Before receiving IVIG, autoantibody (AAB) screening of the patient’s serum was performed, which eventually revealed the presence of eight AABs, predominantly targeting the autonomic nervous system (ANS) and the renin-angiotensin-aldosterone system (RAAS) (Table 1). This discovery provided evidence of an immune-based explanation for the symptoms and correlated with the favorable clinical outcome following IVIG treatment.

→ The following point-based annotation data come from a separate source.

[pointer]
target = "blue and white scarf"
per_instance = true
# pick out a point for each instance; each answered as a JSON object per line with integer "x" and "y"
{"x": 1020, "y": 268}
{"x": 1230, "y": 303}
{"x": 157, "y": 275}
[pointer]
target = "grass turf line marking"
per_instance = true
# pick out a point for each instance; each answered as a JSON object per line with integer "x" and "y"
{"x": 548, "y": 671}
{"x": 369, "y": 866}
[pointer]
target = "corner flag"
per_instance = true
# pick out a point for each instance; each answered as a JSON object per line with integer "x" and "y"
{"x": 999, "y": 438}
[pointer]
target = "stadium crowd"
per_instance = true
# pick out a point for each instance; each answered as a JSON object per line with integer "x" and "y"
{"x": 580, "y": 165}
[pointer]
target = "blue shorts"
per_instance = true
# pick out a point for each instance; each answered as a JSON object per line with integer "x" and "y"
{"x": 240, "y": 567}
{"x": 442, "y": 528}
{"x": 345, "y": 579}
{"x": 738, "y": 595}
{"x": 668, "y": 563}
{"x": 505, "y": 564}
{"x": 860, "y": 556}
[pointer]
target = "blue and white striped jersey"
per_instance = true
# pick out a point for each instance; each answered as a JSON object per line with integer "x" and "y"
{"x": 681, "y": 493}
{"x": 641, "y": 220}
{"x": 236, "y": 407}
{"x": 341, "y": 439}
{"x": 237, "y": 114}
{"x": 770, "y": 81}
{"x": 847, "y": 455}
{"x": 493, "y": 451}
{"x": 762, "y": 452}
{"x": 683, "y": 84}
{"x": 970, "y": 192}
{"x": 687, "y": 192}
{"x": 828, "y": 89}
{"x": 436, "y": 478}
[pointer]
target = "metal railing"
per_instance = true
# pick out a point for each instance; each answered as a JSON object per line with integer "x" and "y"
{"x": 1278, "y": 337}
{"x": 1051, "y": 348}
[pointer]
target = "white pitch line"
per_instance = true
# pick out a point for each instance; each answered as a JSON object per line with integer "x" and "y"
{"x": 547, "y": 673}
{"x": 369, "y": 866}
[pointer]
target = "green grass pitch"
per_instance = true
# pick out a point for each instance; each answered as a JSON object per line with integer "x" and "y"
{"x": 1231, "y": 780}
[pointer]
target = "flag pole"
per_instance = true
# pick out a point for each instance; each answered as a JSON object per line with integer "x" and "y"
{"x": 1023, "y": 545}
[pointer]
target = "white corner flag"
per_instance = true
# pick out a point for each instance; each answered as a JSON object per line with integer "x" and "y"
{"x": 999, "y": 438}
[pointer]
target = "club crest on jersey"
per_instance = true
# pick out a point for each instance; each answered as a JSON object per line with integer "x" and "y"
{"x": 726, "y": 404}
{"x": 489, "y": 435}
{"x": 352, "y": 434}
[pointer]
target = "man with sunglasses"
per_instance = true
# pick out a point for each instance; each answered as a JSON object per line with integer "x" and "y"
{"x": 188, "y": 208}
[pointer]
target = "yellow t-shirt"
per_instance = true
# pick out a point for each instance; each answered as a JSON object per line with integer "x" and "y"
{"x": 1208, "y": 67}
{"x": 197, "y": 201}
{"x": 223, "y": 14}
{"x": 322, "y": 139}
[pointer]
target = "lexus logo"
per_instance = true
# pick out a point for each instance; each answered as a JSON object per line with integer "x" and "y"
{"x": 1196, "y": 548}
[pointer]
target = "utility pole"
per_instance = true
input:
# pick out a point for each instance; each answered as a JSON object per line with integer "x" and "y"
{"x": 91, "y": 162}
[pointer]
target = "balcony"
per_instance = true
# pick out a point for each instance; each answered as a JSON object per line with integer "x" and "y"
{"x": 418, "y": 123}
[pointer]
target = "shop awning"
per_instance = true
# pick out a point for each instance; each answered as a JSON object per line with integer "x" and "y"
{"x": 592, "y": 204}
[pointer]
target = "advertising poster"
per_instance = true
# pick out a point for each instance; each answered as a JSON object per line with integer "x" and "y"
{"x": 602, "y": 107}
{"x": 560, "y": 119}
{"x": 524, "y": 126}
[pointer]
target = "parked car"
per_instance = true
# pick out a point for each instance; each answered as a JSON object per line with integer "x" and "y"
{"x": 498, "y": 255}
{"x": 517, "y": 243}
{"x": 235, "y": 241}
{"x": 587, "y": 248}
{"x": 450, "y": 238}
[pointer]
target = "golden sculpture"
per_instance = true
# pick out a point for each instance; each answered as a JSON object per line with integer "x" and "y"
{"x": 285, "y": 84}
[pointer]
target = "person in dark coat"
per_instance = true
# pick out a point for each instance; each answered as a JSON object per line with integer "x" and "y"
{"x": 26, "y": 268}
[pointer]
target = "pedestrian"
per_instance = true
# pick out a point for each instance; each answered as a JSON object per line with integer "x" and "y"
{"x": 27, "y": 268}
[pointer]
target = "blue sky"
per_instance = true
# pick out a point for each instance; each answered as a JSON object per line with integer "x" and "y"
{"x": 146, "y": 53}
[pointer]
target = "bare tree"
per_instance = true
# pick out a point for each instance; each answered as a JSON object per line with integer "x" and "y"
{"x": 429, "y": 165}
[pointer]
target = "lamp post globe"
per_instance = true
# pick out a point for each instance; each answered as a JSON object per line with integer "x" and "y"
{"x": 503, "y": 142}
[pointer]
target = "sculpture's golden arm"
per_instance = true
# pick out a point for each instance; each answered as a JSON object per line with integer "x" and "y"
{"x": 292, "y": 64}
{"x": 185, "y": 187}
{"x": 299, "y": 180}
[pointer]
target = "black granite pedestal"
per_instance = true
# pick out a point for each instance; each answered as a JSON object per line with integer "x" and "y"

Table 1. Positive autoantibodies and their supposed agonist effects.

Three months after discharge, the patient again reported fatigue, lack of concentration, and depressive symptoms. During a new HUTT-pv (Figure 2, panel C), lasting 17 min in a passive standing position, she experienced mild orthostatic symptoms without a significant drop in blood pressure. At the same time, a carotid artery Doppler ultrasound showed a 27% decrease in cerebral blood flow (CBF) when upright (Figure 3). No further AAB tests were performed. After receiving outpatient rehabilitation therapy in our long-term COVID-19 consultation, the patient made a full recovery and returned to work by the follow-up appointment 15 months later, with all symptoms resolved.

Figure 3. Cervical Doppler artery ultrasound in supine (green) and upright (orange) positions without stepping, three months after discharge after new orthostatic intolerance. (A) Cerebral Blood Flow; Blood flow (B), Diameter (C) and Velocity (D) in each artery comparing supine and upright (70°) positions. ICA: Internal Carotid Artery.

Discussion Autonomic dysfunction associated with SARS-CoV-2 infection

SARS-CoV-2 infection is linked to a wide range of non-respiratory symptoms, from the initial phase of the infection to several months after the acute phase, commonly referred to as long-haul COVID-19. A systematic review (Scala et al., 2022b) revealed that even in non-critically ill patients, acute SARS-CoV-2 infections can cause autonomic impairment, leading to a complex imbalance between the sympathetic and parasympathetic nervous systems. Furthermore, an observational study reported a higher prevalence of OH in acute COVID-19 patients compared to a healthy control group (Scala et al., 2022a).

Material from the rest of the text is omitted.